The Federal Aviation Administration runs the nation's air traffic control system and faces a labor shortage that can be traced back to 1981, when President Ronald Reagan fired 11,000 striking controllers.

The FAA was forced to scramble for replacement workers, and nearly three decades later, that generation — the bulk of the nation's 25,000 controllers — is ready to retire. The FAA estimates it will have to hire 15,000 controllers by 2017. It hired 2,196 last year.

Ventris Gibson, the agency's associate administrator for personnel, said she has a database of 100,000 people who've expressed interest in the jobs. The FAA stopped accepting new applicants.

Gibson said she believes that during a recession jobseekers are drawn by the security and benefits of government work. Plus, average pay is $107,700, according to the FAA.

By law, newly hired controllers must be under 31 for the high-stress jobs, and mandatory retirement age is 56 — nine years earlier than airline pilots must quit. They must pass an FAA-approved education program, get a security
clearance, and undergo training at the FAA academy in Oklahoma City.

More must be done to encourage young people to enter aviation fields, according to industry officials and the International Air Transport Association, a trade group for global airlines.

They say U.S. colleges don't produce enough engineering and science graduates, and many would rather work at Google Inc. than for an airline.

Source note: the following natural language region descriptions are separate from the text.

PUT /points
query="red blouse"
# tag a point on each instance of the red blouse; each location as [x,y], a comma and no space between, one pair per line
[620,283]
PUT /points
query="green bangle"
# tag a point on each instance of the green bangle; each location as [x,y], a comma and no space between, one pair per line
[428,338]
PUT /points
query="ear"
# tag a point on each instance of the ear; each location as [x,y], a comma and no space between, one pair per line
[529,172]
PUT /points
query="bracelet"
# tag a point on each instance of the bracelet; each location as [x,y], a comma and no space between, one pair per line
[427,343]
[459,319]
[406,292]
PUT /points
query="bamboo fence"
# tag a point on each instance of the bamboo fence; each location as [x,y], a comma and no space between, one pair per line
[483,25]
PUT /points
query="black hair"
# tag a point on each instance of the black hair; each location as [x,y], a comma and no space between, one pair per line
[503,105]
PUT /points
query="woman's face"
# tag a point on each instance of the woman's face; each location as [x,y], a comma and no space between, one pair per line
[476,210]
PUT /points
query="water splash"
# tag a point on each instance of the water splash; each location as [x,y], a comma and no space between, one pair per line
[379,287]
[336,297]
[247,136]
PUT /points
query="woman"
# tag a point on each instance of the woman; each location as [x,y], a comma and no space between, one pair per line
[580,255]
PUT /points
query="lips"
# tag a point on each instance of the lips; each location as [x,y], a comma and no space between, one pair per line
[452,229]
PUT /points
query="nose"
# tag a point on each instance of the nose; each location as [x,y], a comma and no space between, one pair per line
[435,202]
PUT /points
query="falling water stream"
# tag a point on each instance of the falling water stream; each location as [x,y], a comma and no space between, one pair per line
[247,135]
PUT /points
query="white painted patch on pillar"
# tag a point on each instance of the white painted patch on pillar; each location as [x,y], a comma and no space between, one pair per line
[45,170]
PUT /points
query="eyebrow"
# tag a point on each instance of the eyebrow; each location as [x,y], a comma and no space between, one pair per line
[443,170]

After heady years in the late 1990s, the nation's airlines have lost billions in this decade and several big carriers have gone through bankruptcies that left employees with lower wages and less generous benefits.

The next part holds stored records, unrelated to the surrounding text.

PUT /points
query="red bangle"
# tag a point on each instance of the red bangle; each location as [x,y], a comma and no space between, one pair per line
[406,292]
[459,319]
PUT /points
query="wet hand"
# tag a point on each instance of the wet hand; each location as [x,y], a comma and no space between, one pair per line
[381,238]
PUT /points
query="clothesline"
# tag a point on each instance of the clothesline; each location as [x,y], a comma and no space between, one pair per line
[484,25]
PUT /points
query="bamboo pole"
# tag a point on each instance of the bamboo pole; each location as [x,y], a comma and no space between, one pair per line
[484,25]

Many pilots had to adjust their dream of earning $200,000 while working 10 or 12 days a month. Labor and management often fight with each other. Perks such as free travel have been scaled back. Fees and poor service have alienated customers.

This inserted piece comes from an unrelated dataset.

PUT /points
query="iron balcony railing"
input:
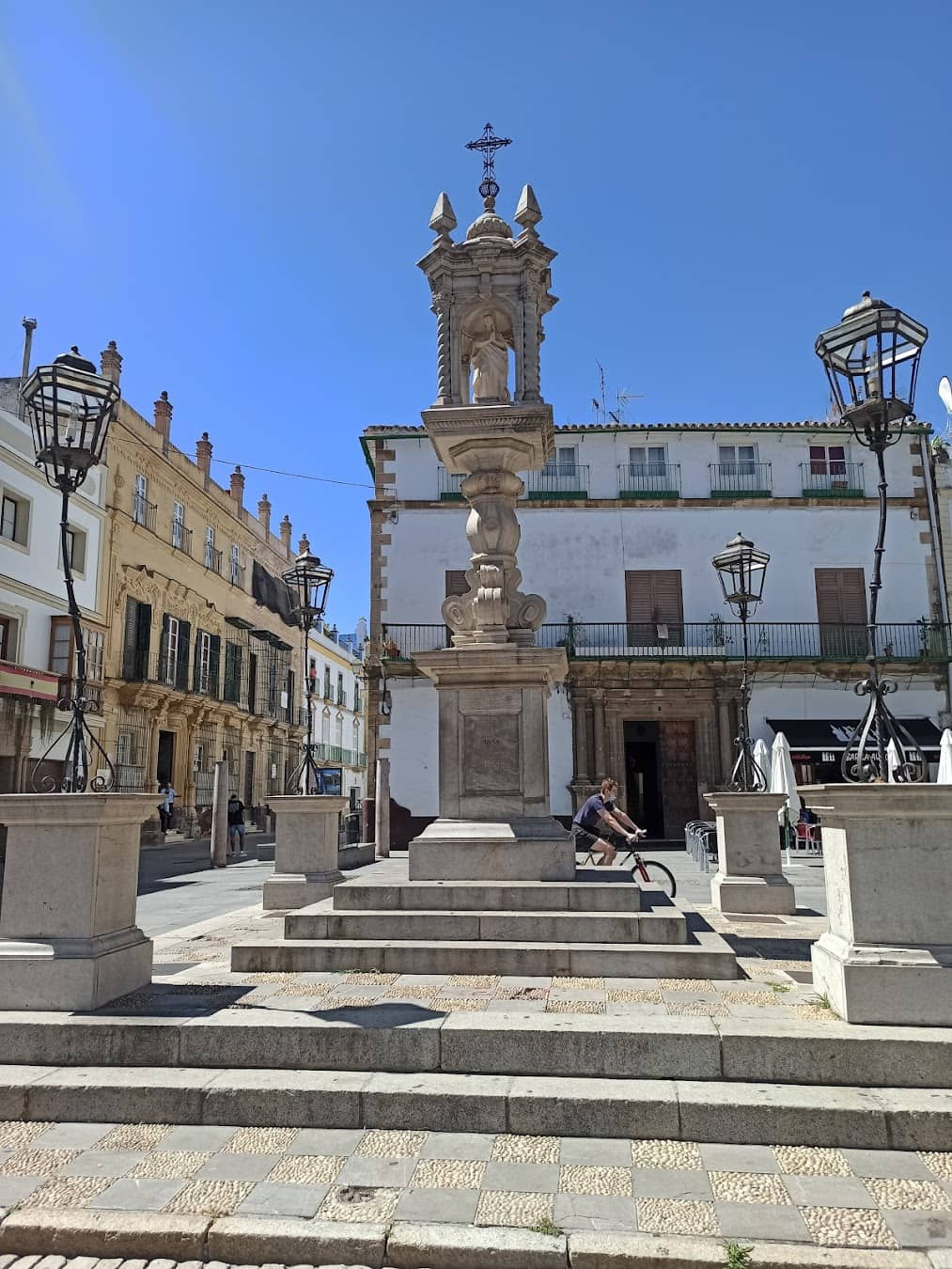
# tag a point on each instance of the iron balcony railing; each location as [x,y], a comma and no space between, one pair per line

"The sad thing is that the airline business is not as much fun nor as well-paying as it used to be," said Mike Boyd, a consultant to airlines and their unions.

The airlines' financial problems have "probably changed the perception of the career somewhat," said Daniel Garton, American's executive vice president of marketing. But he said hiring will someday resume. "It'll be exciting, it'll be a shot in the arm."

Captain, the Deloitte executive, said the hero's treatment given to Chesley Sullenberger after he safely landed a crippled jetliner in New York's Hudson River in January will boost the allure of a career in the cockpit.

Broderick, the young pilot laid off from his first job, landed on his feet by going back to Embry-Riddle as a flight instructor. He is grateful to his alma mater and enjoys the work, but he really wants to be at the controls of a jetliner again — even knowing the industry is a turbulent one.

"I know enough people who hate their jobs," he said, "and that's not how I want to live."